Fittingly, the playlist Hilton has chosen for the photo shoot is called “Y2K party,” and, yes, her 2006 bop “Stars Are Blind” does come on, which prompts a few giggles. But nothing can distract her from her mission: to serve looks. Hilton knows how to pose, where to look, what angles to cheat and how to make her body look its best. (To be fair, though, it would be hard to make her look bad.)
What I was not expecting, however, was the shyness that took over once the cameras turned off. She’s quiet, gentle and incredibly kind to everyone on-set, and I get the sense that she’s a natural introvert thrust into extrovert territory for her job. Nevertheless, she’s glowing — more than any fake tan. I don’t doubt that she’s been recently touched by a tanning machine, but, forgive the sentimentality, it really feels like it’s coming from within — from a woman who is finally, to her core, happy. And she is happy; it just took a while for her to get there.
Paris: The Memoir paints the portrait of a young woman who is drowning in trauma, desperately grasping onto any available life raft she can find. Her rebellious childhood started in New York City in the early 1980s but reached a tipping point in the ’90s. Suffocated by her strict parents and private schools that couldn’t accommodate her challenges (she was diagnosed with ADHD as an adult), Hilton was desperate for an escape and found refuge on dance floors across the city. Afraid for her safety, the Hiltons decided to send their 16-year-old to a boarding school for “troubled teens.” And this is where things got dark. Like, really dark.
It started with two men kidnapping Hilton in the middle of the night, literally dragging her out of her bedroom by her ankles as her parents watched. For the next year and a half, a teenage Hilton was beaten, degraded and starved at multiple U.S. institutions, the worst of which was Provo Canyon School in Utah. Despite numerous attempts to run away, Hilton was regularly drugged and sedated against her will, subjected to invasive “cervical exams” by male and female “teachers” and eventually stripped and put into solitary confinement for days on end. (It has since come out that her parents were unaware of the mistreatment happening at these facilities.)

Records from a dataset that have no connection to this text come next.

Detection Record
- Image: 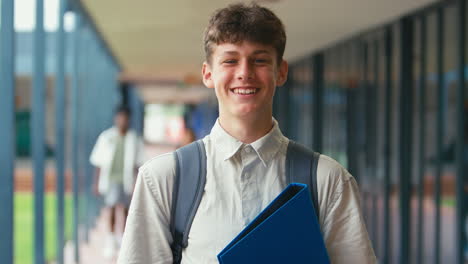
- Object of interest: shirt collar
[210,118,287,166]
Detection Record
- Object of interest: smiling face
[202,41,288,120]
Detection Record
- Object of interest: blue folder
[218,183,330,264]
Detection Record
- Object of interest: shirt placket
[241,145,259,226]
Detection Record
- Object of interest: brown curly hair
[203,3,286,63]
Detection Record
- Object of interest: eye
[223,59,237,64]
[254,58,269,64]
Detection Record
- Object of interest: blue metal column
[434,8,444,264]
[0,0,15,264]
[312,52,325,152]
[416,15,427,264]
[455,0,468,264]
[31,0,46,264]
[55,0,66,264]
[72,13,82,263]
[382,26,393,264]
[399,17,413,264]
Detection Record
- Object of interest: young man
[118,4,376,264]
[90,106,142,258]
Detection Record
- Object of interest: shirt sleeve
[317,157,377,264]
[117,154,174,264]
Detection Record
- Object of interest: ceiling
[82,0,436,102]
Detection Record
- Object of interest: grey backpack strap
[286,140,320,219]
[170,140,206,264]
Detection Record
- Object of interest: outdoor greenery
[14,192,72,264]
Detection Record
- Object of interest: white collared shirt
[118,121,376,264]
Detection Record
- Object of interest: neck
[118,129,128,136]
[219,115,273,144]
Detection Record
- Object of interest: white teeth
[234,88,257,94]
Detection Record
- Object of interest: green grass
[14,192,72,264]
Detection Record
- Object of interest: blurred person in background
[89,105,142,258]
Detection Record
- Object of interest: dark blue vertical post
[455,0,468,264]
[0,0,15,264]
[312,52,325,152]
[382,26,393,264]
[399,17,413,264]
[31,0,45,264]
[417,15,427,264]
[72,13,82,263]
[55,0,66,264]
[369,40,380,252]
[434,8,444,264]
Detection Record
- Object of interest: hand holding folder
[218,183,330,264]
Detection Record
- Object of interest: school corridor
[0,0,468,264]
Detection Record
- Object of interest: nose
[237,60,254,80]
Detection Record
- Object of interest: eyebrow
[221,50,270,55]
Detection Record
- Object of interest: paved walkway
[64,210,117,264]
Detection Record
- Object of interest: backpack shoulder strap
[286,140,320,219]
[170,139,206,263]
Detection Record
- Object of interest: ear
[202,61,214,88]
[276,60,289,86]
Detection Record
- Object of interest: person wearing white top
[118,4,376,264]
[89,106,142,258]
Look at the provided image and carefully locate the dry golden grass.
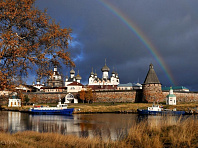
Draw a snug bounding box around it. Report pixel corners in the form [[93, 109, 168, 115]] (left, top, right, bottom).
[[3, 103, 198, 113], [0, 116, 198, 148]]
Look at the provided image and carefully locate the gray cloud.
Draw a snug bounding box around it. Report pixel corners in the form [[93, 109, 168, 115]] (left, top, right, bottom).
[[36, 0, 198, 90]]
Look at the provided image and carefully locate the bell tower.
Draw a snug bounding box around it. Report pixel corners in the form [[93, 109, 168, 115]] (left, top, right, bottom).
[[142, 64, 163, 102]]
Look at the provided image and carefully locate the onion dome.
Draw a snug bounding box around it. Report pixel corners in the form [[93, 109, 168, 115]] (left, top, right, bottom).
[[76, 70, 82, 80], [94, 70, 97, 76], [144, 64, 160, 84], [101, 59, 110, 72], [91, 67, 94, 75], [76, 74, 82, 80], [112, 69, 116, 74], [70, 69, 75, 74]]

It was in those cells where the “Paris Persona” was first born. “The darkness was so all-consuming, the only way I could stay alive was to find a source of light inside myself,” she writes in her memoir. “This wasn’t a nebulous daydream; it was a mechanically specific vision. I plotted logistics…. I focused on my inner empire. I would make so much money and be so successful, no one could ever have control over me again.”
When Hilton finally got out, she wasted no time in putting her plan into action. After months of not even being allowed to look in a mirror, she was determined to make up for lost time, lost shopping, lost partying, lost love and lost attention. (For many years, Hilton equated love and paparazzi attention as one and the same.)
She quickly became an L.A. socialite, and so did her friends — like longtime BFF Nicole Richie, whom she met when she was a child. Enter the producers of The Simple Life, who were looking to revamp reality TV and knew just the two young women to do it. “They basically told us, ‘Nicole, you’re the troublemaker, and Paris, you’re the dumb blond,’ and I went full force with that narrative,” Hilton explains. “When the show became such a huge phenomenon, people thought that was who I actually was, so I played into it.”